Uganda

Uganda

Tuesday, 12 July 2011

Our last few days

On Sunday Prossy took us to her village, 5 miles outside of Masaka.  Incidentally, this is the closest village to Masaka. The people of this village must walk to the hospital, but their commute is far less than many other labouring women. We first went to visit Prossy's foster family. She was warmly greeted by her 90 year old jaja (grandmother) and her uncle. They welcomed us into their home and gave us pop and showed us photos of their family- Catholics who are closely related to one of the Uganda martyrs.


Prossy and her Jaja and Uncle


We then walked to visit the Good Samaritan School for the Deaf.  This boarding school houses and educates 98 deaf children from all over central Uganda. Most of the children come from poor families and only 5 pay tuition. The government provides only $80 of funding every other year. The rest is fundraised. Children sleep in bunkbeds two per mattress and their green uniforms are splitting at the seams.Despite this they are all fluent in sign language, can read and write and do math.

Good Samaritan School for the Deaf


Yesterday we spent on the antenatal (prenatal) ward. We observed a group HIV pre-test counselling session (albeit in Lugandan) and then we proceeded to draw blood from all 55 women who attended the session. This was great practice as between us we had only done venipuncture 4 times since we learned the skill in second year. We then learned how the point of care testing for HIV and syphillis is performed. 3/55 women tested positive for HIV, none for syphillis. Somehow, being witness to these pending diagnoses was more upsetting than working with someone who already knows their HIV+ status. We reconfirmed the 3 positives using a second kind of test- they were all true positives. The ramifications of this are huge- it is likely that these women will realize upon diagnoses that their husbands have cheated and infected them.
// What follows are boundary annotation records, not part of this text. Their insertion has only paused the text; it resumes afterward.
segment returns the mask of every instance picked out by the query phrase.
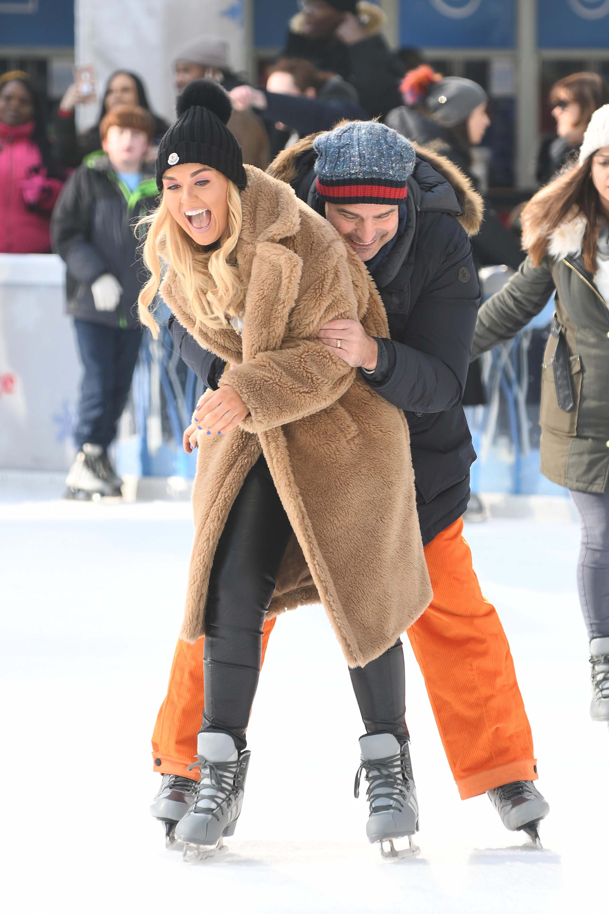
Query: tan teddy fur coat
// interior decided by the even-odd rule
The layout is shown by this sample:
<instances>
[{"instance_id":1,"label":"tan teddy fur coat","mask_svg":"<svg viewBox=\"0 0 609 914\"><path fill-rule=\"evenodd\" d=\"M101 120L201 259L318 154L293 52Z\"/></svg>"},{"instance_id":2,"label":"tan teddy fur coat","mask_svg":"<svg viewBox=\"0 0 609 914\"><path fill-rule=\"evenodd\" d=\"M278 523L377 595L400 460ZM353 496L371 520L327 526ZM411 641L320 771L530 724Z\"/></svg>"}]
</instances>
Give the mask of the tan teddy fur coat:
<instances>
[{"instance_id":1,"label":"tan teddy fur coat","mask_svg":"<svg viewBox=\"0 0 609 914\"><path fill-rule=\"evenodd\" d=\"M236 247L247 289L243 336L195 329L169 268L161 294L197 342L237 364L231 385L250 415L226 436L199 435L194 543L181 637L205 632L214 555L260 452L294 536L268 616L326 609L351 666L394 643L432 591L419 532L408 428L353 368L315 337L336 318L388 336L383 303L362 261L280 181L247 166Z\"/></svg>"}]
</instances>

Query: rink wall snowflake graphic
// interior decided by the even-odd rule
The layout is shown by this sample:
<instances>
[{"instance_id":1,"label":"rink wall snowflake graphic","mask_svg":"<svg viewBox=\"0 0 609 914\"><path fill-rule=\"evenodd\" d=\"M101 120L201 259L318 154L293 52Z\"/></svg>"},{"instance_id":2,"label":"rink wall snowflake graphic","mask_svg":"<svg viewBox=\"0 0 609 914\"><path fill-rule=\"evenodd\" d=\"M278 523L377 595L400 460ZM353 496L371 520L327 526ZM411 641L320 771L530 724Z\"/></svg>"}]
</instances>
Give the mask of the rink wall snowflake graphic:
<instances>
[{"instance_id":1,"label":"rink wall snowflake graphic","mask_svg":"<svg viewBox=\"0 0 609 914\"><path fill-rule=\"evenodd\" d=\"M235 3L227 6L226 9L223 9L220 16L225 19L232 19L238 26L243 26L245 23L245 9L244 9L244 0L235 0Z\"/></svg>"},{"instance_id":2,"label":"rink wall snowflake graphic","mask_svg":"<svg viewBox=\"0 0 609 914\"><path fill-rule=\"evenodd\" d=\"M51 419L56 427L55 440L59 444L68 441L76 425L76 410L68 397L62 399L58 411L54 412Z\"/></svg>"}]
</instances>

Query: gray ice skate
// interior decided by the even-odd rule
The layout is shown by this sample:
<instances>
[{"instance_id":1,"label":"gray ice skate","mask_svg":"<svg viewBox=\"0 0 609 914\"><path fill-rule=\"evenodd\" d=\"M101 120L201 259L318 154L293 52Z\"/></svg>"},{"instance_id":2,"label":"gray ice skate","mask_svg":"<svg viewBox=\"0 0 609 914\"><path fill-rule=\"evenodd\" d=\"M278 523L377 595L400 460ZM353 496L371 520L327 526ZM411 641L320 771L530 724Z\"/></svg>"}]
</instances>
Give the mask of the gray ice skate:
<instances>
[{"instance_id":1,"label":"gray ice skate","mask_svg":"<svg viewBox=\"0 0 609 914\"><path fill-rule=\"evenodd\" d=\"M590 642L592 665L592 702L590 717L593 720L609 723L609 638L593 638Z\"/></svg>"},{"instance_id":2,"label":"gray ice skate","mask_svg":"<svg viewBox=\"0 0 609 914\"><path fill-rule=\"evenodd\" d=\"M100 444L83 444L66 478L66 497L94 499L121 495L121 484L103 448Z\"/></svg>"},{"instance_id":3,"label":"gray ice skate","mask_svg":"<svg viewBox=\"0 0 609 914\"><path fill-rule=\"evenodd\" d=\"M501 787L487 791L487 796L508 831L524 832L534 845L541 846L539 824L550 812L550 806L532 781L514 781L502 784Z\"/></svg>"},{"instance_id":4,"label":"gray ice skate","mask_svg":"<svg viewBox=\"0 0 609 914\"><path fill-rule=\"evenodd\" d=\"M370 818L366 834L378 841L383 857L399 859L413 856L419 848L412 836L419 828L419 807L413 780L408 743L400 745L391 733L372 733L360 739L362 764L355 775L355 796L360 794L363 771L368 781L366 793ZM408 848L396 851L395 838L408 838Z\"/></svg>"},{"instance_id":5,"label":"gray ice skate","mask_svg":"<svg viewBox=\"0 0 609 914\"><path fill-rule=\"evenodd\" d=\"M175 837L184 844L184 860L204 859L220 850L223 838L235 834L241 813L249 752L237 753L227 733L199 733L198 768L190 809L175 826Z\"/></svg>"},{"instance_id":6,"label":"gray ice skate","mask_svg":"<svg viewBox=\"0 0 609 914\"><path fill-rule=\"evenodd\" d=\"M186 814L194 800L196 781L179 774L163 774L161 789L154 797L150 811L155 819L165 826L165 844L169 847L175 842L175 826Z\"/></svg>"}]
</instances>

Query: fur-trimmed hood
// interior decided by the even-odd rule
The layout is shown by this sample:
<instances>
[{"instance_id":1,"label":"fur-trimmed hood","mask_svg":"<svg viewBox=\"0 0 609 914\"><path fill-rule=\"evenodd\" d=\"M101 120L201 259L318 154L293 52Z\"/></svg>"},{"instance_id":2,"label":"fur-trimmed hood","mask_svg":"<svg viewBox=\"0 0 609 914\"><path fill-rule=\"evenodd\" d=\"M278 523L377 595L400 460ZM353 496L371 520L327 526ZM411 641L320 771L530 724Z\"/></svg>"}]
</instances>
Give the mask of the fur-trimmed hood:
<instances>
[{"instance_id":1,"label":"fur-trimmed hood","mask_svg":"<svg viewBox=\"0 0 609 914\"><path fill-rule=\"evenodd\" d=\"M587 273L582 258L583 236L587 226L585 216L577 207L573 207L564 221L551 232L548 232L548 227L543 222L544 207L551 196L560 193L562 176L542 187L524 210L522 248L524 250L529 250L540 238L547 237L549 258L556 262L568 258L574 262L581 272ZM597 257L596 270L593 278L604 301L609 302L609 260L606 257Z\"/></svg>"},{"instance_id":2,"label":"fur-trimmed hood","mask_svg":"<svg viewBox=\"0 0 609 914\"><path fill-rule=\"evenodd\" d=\"M299 140L293 146L282 150L271 162L268 174L279 181L293 185L305 162L306 166L310 167L310 159L314 161L313 141L316 136L319 133L311 133ZM456 217L467 235L475 235L482 224L484 200L472 182L446 156L438 155L426 146L419 146L415 143L413 143L413 146L416 153L416 165L409 181L415 181L418 185L425 208L441 211L444 198L445 211ZM452 188L455 197L455 204L452 206L448 203L449 188Z\"/></svg>"},{"instance_id":3,"label":"fur-trimmed hood","mask_svg":"<svg viewBox=\"0 0 609 914\"><path fill-rule=\"evenodd\" d=\"M371 38L373 35L378 35L387 21L387 16L380 6L377 6L373 3L366 3L365 0L361 0L357 5L357 15L368 38ZM306 34L304 30L303 13L297 13L296 16L291 17L289 20L289 30L296 35Z\"/></svg>"}]
</instances>

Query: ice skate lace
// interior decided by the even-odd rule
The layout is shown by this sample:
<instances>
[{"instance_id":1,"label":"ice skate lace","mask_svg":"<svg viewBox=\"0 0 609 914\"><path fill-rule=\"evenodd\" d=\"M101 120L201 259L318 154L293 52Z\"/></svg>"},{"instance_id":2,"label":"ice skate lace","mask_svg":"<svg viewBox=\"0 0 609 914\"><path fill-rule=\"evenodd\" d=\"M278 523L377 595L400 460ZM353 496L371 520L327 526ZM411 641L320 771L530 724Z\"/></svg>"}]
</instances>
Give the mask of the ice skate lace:
<instances>
[{"instance_id":1,"label":"ice skate lace","mask_svg":"<svg viewBox=\"0 0 609 914\"><path fill-rule=\"evenodd\" d=\"M534 788L528 781L512 781L509 784L501 784L496 790L501 802L511 802L517 797L532 795Z\"/></svg>"},{"instance_id":2,"label":"ice skate lace","mask_svg":"<svg viewBox=\"0 0 609 914\"><path fill-rule=\"evenodd\" d=\"M594 697L596 699L609 697L609 654L594 654L590 658L590 664ZM597 669L599 666L604 666L605 669L599 670Z\"/></svg>"},{"instance_id":3,"label":"ice skate lace","mask_svg":"<svg viewBox=\"0 0 609 914\"><path fill-rule=\"evenodd\" d=\"M410 792L410 781L404 771L404 757L402 753L384 759L364 759L355 774L353 795L360 795L360 782L363 772L368 781L366 799L371 812L384 813L397 803L402 810ZM386 802L379 804L379 800Z\"/></svg>"},{"instance_id":4,"label":"ice skate lace","mask_svg":"<svg viewBox=\"0 0 609 914\"><path fill-rule=\"evenodd\" d=\"M236 761L206 761L199 759L188 766L188 771L194 768L199 769L201 780L194 787L194 800L193 801L194 813L205 813L218 819L218 811L223 803L231 805L233 800L236 798L239 792L239 785L236 783L236 775L240 768L240 762ZM209 772L209 781L204 776L204 772ZM204 793L204 790L209 790L211 784L216 789L215 794ZM197 809L198 803L205 803L202 809Z\"/></svg>"},{"instance_id":5,"label":"ice skate lace","mask_svg":"<svg viewBox=\"0 0 609 914\"><path fill-rule=\"evenodd\" d=\"M167 780L165 790L190 792L194 790L195 785L196 781L193 781L192 778L183 778L180 774L172 774Z\"/></svg>"}]
</instances>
When (if) they tell their husbands they will likely blame them and may beat them. If they already have children and this was their first test they will worry about their children's status and the status of the unborn.

Point of care HIV testing

Children at HIV Cares playing with donated dolls while their parents wait for treatment


We also got to see how a malaria blood smear is done and visualized the malaria parasites under the microscope.

Today started out very slow and boring. We had no power, no running water and no IV fluid for the majority of the day so it was probably just as well that it was slow. We did each attend a birth and Carolyn resuscitated the third baby that was born. One really scary happening was that a mom brought her baby from the nursery into labour and delivery after realizing its cord tie (a glove collar) had come undone and the baby was bleeding. This is very scary because babies only have about 400ml of blood. Thankfully Carolyn quickly retied and Prossy ran to provide an IV.

Tomorrow is our last day on the wards!